Fasching is no stranger to extreme bike rides. He’s crossed the Australian desert and won the punishing Race Across America three times, blazing from California to Maryland in little over nine days, but that, he says, doesn’t even come close to the challenge of crossing Russia.
“The big difference – the Race Across America is 5000 km, and Australia is 4,200 km, and Russia is nearly 10,000 km and a change in altitude of more than 80,000 m,” he says. “The roads are not so good as in America or Australia and that’s the big challenge. There’s a lot of different weather conditions.”
He says that Russia is a “very nice country” full of “nice people,” but the main attraction for Fasching, he admits, is the nation’s sheer size. Much like a climber scaling Mount Everest, Fasching has a simple explanation for why he is putting himself through a trial many people would consider hell.
Why cross Russia? Because it’s there.
To make himself fit to manage the feat, Fasching has put himself through a gruelling training regimen and estimates he has covered 50,000 km (31,000 miles) in eight months. Keeping up the pace required to meet his 24-day target would be impossible without a support crew who travel alongside Fasching. Their van is equipped with two spare bikes, a shower and even a washing machine to ensure the 46-year-old Austrian always has a clean set of spandex.
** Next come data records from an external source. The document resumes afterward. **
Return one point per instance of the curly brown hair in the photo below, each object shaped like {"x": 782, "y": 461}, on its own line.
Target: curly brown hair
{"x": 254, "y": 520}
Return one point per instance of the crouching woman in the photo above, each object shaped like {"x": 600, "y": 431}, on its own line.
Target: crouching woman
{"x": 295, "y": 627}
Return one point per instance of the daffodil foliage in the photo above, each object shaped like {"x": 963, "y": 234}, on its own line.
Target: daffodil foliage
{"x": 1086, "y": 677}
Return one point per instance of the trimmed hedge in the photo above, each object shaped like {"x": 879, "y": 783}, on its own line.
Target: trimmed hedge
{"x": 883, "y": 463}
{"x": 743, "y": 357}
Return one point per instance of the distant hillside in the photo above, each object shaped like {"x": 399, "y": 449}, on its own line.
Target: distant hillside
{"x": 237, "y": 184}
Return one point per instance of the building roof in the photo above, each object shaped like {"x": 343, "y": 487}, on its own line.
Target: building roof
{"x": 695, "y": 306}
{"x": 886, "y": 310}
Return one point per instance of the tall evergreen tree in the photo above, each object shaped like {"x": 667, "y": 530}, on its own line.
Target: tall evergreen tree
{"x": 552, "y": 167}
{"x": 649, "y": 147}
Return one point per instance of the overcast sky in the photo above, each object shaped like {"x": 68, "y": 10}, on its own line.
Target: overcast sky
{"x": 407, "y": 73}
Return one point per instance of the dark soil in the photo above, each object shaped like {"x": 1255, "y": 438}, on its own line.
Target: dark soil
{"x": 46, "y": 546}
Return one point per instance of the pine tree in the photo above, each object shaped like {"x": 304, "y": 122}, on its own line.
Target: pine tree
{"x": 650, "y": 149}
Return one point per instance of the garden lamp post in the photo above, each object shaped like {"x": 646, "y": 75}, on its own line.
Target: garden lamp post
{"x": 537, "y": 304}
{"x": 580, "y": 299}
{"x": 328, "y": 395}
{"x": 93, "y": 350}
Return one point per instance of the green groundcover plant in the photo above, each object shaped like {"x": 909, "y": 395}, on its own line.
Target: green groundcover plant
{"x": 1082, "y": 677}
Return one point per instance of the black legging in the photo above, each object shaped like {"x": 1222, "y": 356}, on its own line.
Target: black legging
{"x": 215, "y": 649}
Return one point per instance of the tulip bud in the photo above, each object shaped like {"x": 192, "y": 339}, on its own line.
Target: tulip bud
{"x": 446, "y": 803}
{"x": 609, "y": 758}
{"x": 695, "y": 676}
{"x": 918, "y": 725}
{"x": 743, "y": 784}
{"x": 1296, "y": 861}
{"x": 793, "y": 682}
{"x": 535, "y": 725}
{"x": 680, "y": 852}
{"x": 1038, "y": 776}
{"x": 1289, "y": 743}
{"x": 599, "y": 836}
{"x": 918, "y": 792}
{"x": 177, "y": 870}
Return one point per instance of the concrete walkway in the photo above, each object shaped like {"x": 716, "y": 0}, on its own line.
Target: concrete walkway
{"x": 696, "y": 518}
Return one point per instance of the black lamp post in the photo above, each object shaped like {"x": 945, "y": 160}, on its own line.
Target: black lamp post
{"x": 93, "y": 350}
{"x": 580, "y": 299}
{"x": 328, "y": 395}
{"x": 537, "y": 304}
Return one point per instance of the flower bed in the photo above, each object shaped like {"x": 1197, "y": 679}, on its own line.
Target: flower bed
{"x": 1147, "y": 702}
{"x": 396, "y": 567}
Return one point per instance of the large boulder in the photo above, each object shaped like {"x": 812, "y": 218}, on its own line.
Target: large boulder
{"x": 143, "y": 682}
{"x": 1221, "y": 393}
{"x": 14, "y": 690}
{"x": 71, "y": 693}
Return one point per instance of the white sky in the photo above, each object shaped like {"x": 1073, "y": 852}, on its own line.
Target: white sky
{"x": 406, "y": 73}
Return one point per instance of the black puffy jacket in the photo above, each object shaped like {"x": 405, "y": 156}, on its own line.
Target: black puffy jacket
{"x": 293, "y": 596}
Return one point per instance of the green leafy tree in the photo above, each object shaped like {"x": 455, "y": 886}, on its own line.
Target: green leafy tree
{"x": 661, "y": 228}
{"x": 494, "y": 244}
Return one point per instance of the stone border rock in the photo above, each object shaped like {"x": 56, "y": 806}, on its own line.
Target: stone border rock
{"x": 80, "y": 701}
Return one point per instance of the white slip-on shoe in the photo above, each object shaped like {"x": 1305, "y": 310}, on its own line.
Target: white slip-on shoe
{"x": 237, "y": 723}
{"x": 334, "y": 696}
Fasching eats and drinks on the move, eating high-energy food designed to keep him stocked up as he burns calories at a fearsome rate.
Preparing for the ride has required “big mental training” as well as getting himself in shape physically, Fasching says. Luckily, he’s well prepared. Fasching’s career of record-breaking rides has made him something of an authority on mental fortitude, publishing a series of motivational books with titles such as “Life at the Limit” and “YOU can achieve what YOU want!”
Despite Fasching’s months of mental and physical preparation, anything could yet happen. With each day he takes, the minimum of sleep builds fatigue, which makes falls and injuries more likely. Crossing Siberia in the summer means avoiding the threat of sunstroke and coping with clouds of mosquitoes.
Nevertheless, Fasching is stoic about the difficulties ahead: “It’s the ultimate challenge. I hope it has a happy end,” he says.